When the provider uses these codes, you can show that the PSA test is being used to “assist in the decision-making process for diagnosing prostate cancer,” according to the Medicare National Coverage Determination (NCD) >Prostate Specific Antigen.

“PSA also serves as a marker in following the progress of most prostate tumors once a diagnosis has been established. This test is also an aid in the management of prostate cancer patients and in detecting metastatic or persistent disease in patients following treatment,” the NCD continues.

This means other acceptable codes for accompanying 84152-84154 would be codes such as:

  • C61 (Malignant neoplasm of prostate)
  • D07.5 (Carcinoma in situ of prostate)
  • D40.0 (Neoplasm of uncertain behavior of prostate)

If a provider orders a diagnostic PSA test for a patient who has successfully undergone treatment for prostate cancer, and whose cancer is now in remission, you should not use the C61 diagnosis. Instead, you should report Z85.46 (Personal history of malignant neoplasm of prostate).

How Often Can a Patient Be Tested?

Medicare covers PSA testing once every year for men over 50. That means you need to ensure the patient hasn’t had a PSA test within the past 12 months if you expect payment for a test ordered with Z12.5 as the only diagnosis.

But if your lab performs a diagnostic PSA test, you don’t have to consider the testing frequency when you file a claim.

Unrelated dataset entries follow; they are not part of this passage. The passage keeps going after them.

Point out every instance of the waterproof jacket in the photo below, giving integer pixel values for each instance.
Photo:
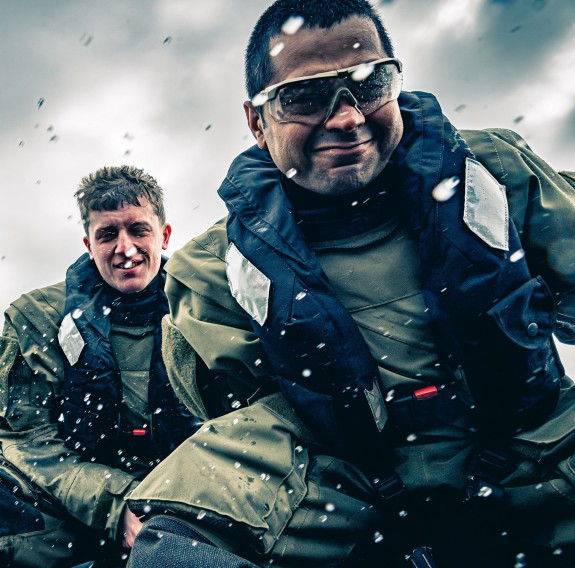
(34, 454)
(481, 299)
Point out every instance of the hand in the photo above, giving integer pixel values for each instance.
(132, 526)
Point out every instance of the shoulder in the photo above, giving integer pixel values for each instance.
(43, 307)
(196, 274)
(201, 254)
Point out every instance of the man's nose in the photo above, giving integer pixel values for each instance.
(344, 112)
(125, 244)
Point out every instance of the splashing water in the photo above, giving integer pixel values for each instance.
(292, 25)
(260, 99)
(291, 173)
(276, 49)
(445, 189)
(517, 255)
(363, 72)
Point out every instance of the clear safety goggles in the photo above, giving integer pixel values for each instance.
(313, 99)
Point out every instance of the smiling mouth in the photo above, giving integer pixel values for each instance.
(342, 147)
(129, 264)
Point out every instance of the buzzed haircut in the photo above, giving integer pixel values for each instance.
(259, 68)
(113, 187)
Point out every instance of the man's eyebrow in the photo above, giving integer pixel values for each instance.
(106, 229)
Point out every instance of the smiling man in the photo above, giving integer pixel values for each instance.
(399, 281)
(87, 409)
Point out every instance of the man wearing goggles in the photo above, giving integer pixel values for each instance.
(385, 342)
(313, 99)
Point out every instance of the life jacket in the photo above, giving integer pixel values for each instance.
(492, 321)
(93, 383)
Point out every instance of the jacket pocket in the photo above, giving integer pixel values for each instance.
(528, 315)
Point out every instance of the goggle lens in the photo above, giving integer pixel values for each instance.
(309, 100)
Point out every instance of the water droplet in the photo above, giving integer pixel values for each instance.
(445, 189)
(260, 99)
(292, 25)
(517, 255)
(276, 49)
(363, 71)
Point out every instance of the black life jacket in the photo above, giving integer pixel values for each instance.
(93, 384)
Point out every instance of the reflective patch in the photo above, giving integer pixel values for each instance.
(70, 339)
(250, 287)
(486, 212)
(377, 405)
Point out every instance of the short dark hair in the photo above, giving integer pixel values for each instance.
(316, 14)
(113, 187)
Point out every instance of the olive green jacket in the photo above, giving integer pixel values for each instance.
(258, 466)
(31, 379)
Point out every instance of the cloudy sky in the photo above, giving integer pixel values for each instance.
(159, 84)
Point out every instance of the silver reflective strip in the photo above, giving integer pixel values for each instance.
(250, 287)
(70, 339)
(377, 405)
(486, 212)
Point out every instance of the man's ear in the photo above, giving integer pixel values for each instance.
(87, 243)
(255, 124)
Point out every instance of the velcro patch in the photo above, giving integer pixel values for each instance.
(250, 287)
(70, 339)
(486, 212)
(377, 405)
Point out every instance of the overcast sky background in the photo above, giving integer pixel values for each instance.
(159, 84)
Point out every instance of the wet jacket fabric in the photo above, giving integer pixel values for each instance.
(74, 494)
(461, 283)
(258, 482)
(91, 424)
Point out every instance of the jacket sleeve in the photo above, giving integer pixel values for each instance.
(30, 382)
(542, 206)
(204, 315)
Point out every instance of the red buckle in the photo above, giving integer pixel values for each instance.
(425, 392)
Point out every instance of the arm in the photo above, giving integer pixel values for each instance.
(542, 205)
(203, 314)
(29, 436)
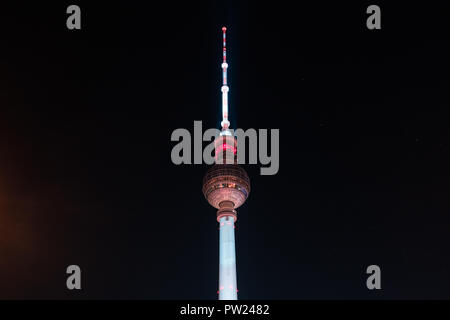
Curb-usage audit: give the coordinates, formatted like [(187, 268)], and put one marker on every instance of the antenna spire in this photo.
[(225, 123)]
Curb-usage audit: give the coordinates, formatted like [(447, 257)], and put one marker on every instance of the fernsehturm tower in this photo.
[(226, 187)]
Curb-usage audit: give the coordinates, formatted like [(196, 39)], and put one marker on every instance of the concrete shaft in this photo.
[(227, 260)]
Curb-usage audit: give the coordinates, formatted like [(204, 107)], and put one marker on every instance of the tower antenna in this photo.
[(225, 123)]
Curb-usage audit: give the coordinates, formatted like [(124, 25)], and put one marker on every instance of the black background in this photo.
[(86, 176)]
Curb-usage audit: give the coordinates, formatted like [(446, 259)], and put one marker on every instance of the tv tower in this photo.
[(226, 186)]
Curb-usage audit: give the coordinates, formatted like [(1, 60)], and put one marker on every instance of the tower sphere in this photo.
[(226, 183)]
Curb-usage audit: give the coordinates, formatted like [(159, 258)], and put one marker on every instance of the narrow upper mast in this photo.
[(225, 123)]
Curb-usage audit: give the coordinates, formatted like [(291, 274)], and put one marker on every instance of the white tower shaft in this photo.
[(227, 260)]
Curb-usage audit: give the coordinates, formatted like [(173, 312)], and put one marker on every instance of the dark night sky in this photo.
[(86, 176)]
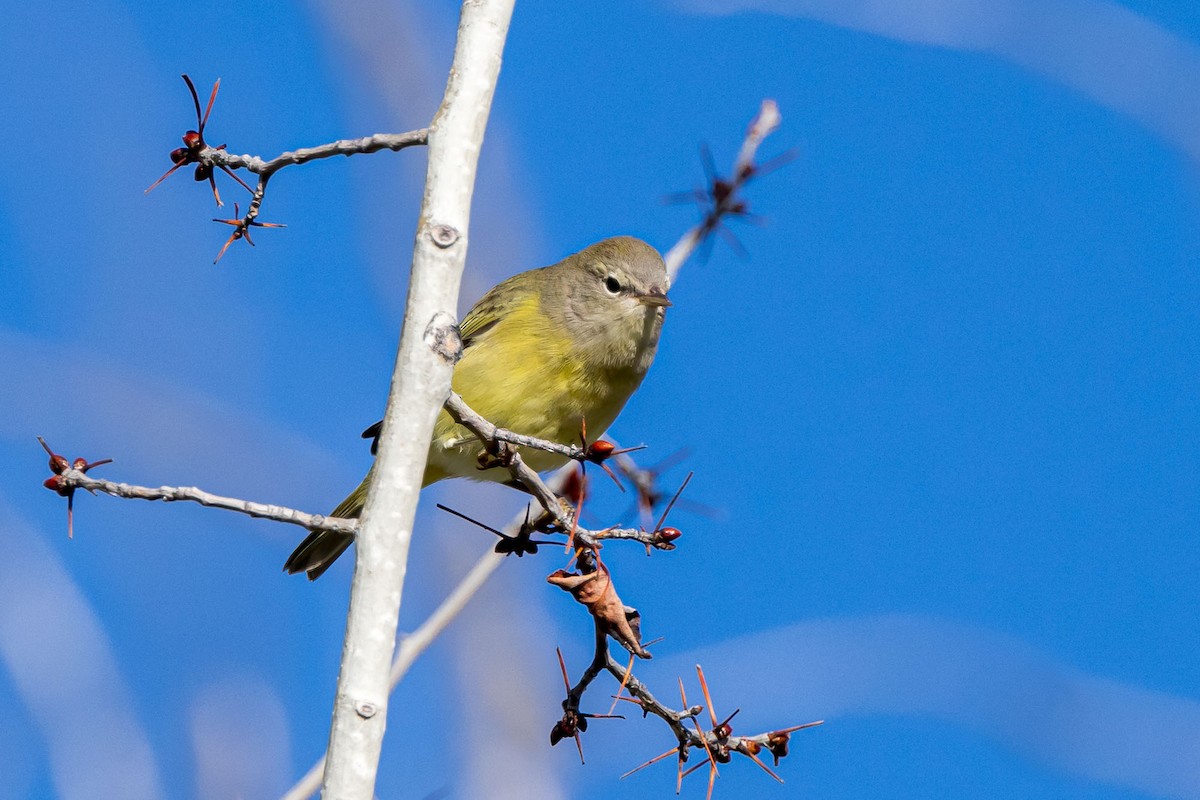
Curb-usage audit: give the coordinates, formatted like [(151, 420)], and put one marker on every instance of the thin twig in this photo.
[(76, 479), (763, 125)]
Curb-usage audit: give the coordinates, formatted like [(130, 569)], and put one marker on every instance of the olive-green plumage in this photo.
[(543, 352)]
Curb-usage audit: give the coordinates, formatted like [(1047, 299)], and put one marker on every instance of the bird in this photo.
[(544, 353)]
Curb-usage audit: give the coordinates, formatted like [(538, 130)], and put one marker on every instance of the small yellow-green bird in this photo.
[(543, 353)]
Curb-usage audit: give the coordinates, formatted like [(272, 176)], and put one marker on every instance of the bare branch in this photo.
[(724, 192), (429, 348), (73, 479), (363, 145)]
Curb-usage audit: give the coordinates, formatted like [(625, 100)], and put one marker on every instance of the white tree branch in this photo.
[(429, 347)]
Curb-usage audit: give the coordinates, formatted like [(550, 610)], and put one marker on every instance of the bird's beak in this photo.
[(655, 299)]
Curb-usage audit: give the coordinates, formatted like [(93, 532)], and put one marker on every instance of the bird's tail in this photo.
[(321, 548)]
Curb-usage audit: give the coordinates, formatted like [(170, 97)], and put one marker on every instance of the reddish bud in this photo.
[(574, 487), (600, 449)]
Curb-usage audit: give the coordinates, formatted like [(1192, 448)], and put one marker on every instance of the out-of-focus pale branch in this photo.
[(73, 479)]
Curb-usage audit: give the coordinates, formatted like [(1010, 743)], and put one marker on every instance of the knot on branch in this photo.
[(443, 235), (442, 336)]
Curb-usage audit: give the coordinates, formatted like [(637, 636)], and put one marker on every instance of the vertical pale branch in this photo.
[(429, 347)]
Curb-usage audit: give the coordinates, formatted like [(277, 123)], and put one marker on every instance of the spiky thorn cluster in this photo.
[(718, 743), (721, 197), (209, 158)]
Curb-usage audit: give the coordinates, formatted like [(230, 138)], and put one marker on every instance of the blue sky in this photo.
[(946, 409)]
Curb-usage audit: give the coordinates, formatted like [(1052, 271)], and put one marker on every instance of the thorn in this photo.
[(562, 665), (645, 764), (671, 505), (765, 768), (629, 671), (703, 685)]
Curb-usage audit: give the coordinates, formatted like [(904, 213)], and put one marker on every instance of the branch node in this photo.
[(443, 235), (442, 336)]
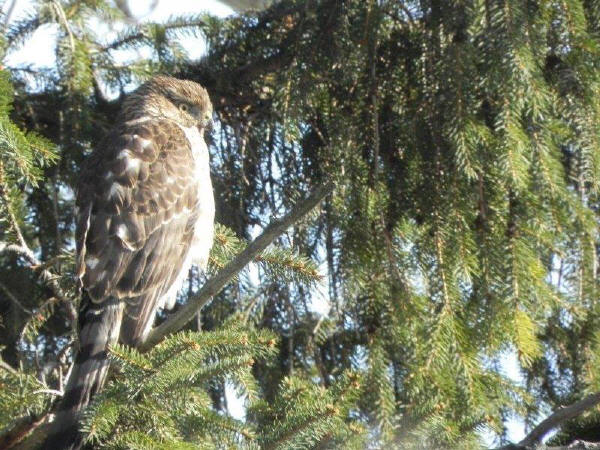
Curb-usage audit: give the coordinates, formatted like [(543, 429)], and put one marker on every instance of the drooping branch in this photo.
[(554, 420), (218, 281)]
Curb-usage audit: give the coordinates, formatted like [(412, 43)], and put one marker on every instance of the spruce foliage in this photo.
[(464, 135)]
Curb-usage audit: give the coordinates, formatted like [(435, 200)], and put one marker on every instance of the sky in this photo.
[(38, 52)]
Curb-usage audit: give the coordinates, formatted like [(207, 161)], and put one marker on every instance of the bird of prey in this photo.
[(144, 214)]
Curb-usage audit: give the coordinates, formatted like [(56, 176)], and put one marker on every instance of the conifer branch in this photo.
[(216, 283), (554, 420)]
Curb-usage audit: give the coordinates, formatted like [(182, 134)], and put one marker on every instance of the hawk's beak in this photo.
[(206, 124)]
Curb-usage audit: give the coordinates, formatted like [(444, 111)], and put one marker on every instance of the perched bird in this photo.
[(144, 214)]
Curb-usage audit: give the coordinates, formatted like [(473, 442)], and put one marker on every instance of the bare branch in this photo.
[(554, 420), (216, 283)]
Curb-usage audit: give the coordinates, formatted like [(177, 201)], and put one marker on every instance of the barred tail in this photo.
[(99, 327)]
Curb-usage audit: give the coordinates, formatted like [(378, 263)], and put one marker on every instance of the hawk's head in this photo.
[(183, 101)]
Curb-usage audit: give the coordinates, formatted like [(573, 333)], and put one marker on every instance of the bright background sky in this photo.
[(38, 53)]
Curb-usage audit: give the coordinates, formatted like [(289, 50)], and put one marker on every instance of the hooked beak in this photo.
[(205, 124)]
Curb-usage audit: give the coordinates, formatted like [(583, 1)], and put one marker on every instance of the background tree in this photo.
[(464, 138)]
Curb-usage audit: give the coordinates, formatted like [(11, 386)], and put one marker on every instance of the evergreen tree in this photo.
[(463, 136)]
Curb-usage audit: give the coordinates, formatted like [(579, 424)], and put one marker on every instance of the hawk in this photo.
[(144, 214)]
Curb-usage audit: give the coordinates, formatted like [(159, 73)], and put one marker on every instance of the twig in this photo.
[(46, 275), (555, 419), (216, 283), (13, 298), (4, 365)]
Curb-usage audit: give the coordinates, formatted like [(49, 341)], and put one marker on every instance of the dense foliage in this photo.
[(464, 137)]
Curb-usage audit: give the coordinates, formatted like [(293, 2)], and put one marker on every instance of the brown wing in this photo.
[(137, 206)]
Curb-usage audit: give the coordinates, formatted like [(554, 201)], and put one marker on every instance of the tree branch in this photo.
[(46, 275), (217, 282), (555, 419)]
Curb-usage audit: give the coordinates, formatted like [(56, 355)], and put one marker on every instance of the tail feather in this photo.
[(99, 328)]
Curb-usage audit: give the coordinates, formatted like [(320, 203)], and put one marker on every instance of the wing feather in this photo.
[(140, 194)]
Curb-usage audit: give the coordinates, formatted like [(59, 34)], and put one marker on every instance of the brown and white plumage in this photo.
[(145, 213)]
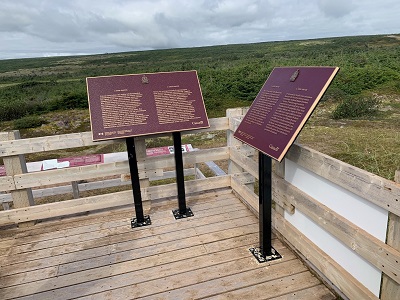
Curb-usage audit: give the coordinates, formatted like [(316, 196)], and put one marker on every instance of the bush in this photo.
[(69, 101), (356, 107), (28, 122)]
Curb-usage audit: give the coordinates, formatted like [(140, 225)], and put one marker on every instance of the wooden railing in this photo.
[(379, 194), (292, 200)]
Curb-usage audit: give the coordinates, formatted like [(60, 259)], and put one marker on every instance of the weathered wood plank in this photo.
[(96, 254), (147, 168), (103, 201), (373, 188), (121, 268), (40, 249), (278, 287), (246, 163), (74, 140), (319, 292), (372, 249), (390, 289), (332, 270), (105, 216), (208, 285), (16, 164)]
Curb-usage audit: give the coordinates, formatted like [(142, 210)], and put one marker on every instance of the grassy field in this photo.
[(357, 121)]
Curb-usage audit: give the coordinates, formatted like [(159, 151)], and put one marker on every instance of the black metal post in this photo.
[(264, 202), (266, 252), (182, 211), (140, 219)]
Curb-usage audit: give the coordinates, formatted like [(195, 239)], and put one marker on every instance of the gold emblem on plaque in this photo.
[(145, 79), (295, 75)]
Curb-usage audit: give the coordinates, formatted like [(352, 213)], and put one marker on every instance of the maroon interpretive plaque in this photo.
[(140, 104), (282, 107)]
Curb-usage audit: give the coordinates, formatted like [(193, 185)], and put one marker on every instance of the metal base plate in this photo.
[(265, 258), (135, 223), (178, 215)]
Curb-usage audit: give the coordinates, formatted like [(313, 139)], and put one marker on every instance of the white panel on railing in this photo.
[(362, 213)]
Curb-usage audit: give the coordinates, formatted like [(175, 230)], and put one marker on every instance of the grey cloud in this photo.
[(43, 27), (336, 8)]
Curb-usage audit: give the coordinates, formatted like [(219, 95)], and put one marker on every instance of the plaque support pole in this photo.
[(182, 211), (265, 252), (141, 219)]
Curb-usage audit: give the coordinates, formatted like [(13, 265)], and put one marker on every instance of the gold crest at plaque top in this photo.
[(145, 79), (295, 75)]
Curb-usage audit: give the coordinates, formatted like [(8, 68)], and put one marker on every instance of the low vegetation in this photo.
[(357, 120)]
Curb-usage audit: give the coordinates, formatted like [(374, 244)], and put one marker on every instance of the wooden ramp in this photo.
[(99, 256)]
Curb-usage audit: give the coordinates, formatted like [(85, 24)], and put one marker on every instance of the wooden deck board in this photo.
[(100, 257)]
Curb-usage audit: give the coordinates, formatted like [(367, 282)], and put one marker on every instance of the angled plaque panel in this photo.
[(142, 104), (282, 108)]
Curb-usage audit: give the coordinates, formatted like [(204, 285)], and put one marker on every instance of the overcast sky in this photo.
[(36, 28)]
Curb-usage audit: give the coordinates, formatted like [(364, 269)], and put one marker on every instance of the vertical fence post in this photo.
[(390, 289), (15, 165), (231, 141)]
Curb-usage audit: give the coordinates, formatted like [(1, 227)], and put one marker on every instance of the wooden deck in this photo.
[(98, 256)]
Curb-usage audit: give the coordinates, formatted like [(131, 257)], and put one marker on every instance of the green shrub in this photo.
[(28, 122), (68, 101), (356, 107)]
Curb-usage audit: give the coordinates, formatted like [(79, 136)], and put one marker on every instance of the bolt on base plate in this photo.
[(178, 215), (261, 257), (135, 223)]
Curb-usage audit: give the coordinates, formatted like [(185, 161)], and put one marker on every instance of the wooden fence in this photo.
[(293, 202)]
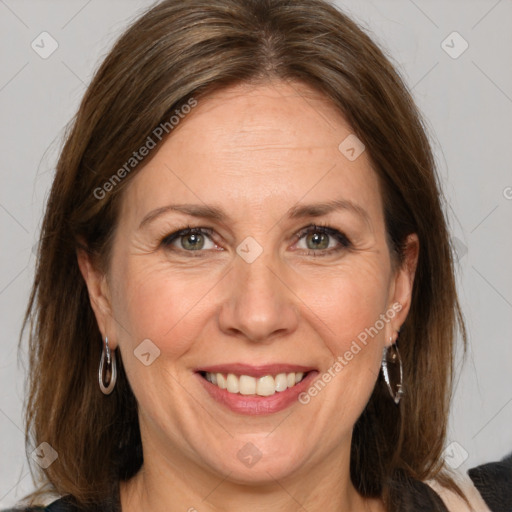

For Medicare patients, if you’re not sure when the patient last had a screening PSA test, you should get a signed Advance Beneficiary Notice of Noncoverage (ABN) so that you can bill the patient for the test if Medicare rejects the claim.

Coding tip: Because medical necessity for a PSA test varies from payer to payer, you should always check the patient’s payer’s covered diagnosis list, says Michael A. Ferragamo, MD, FACS, clinical assistant professor of urology at State University of New York, Stony Brook.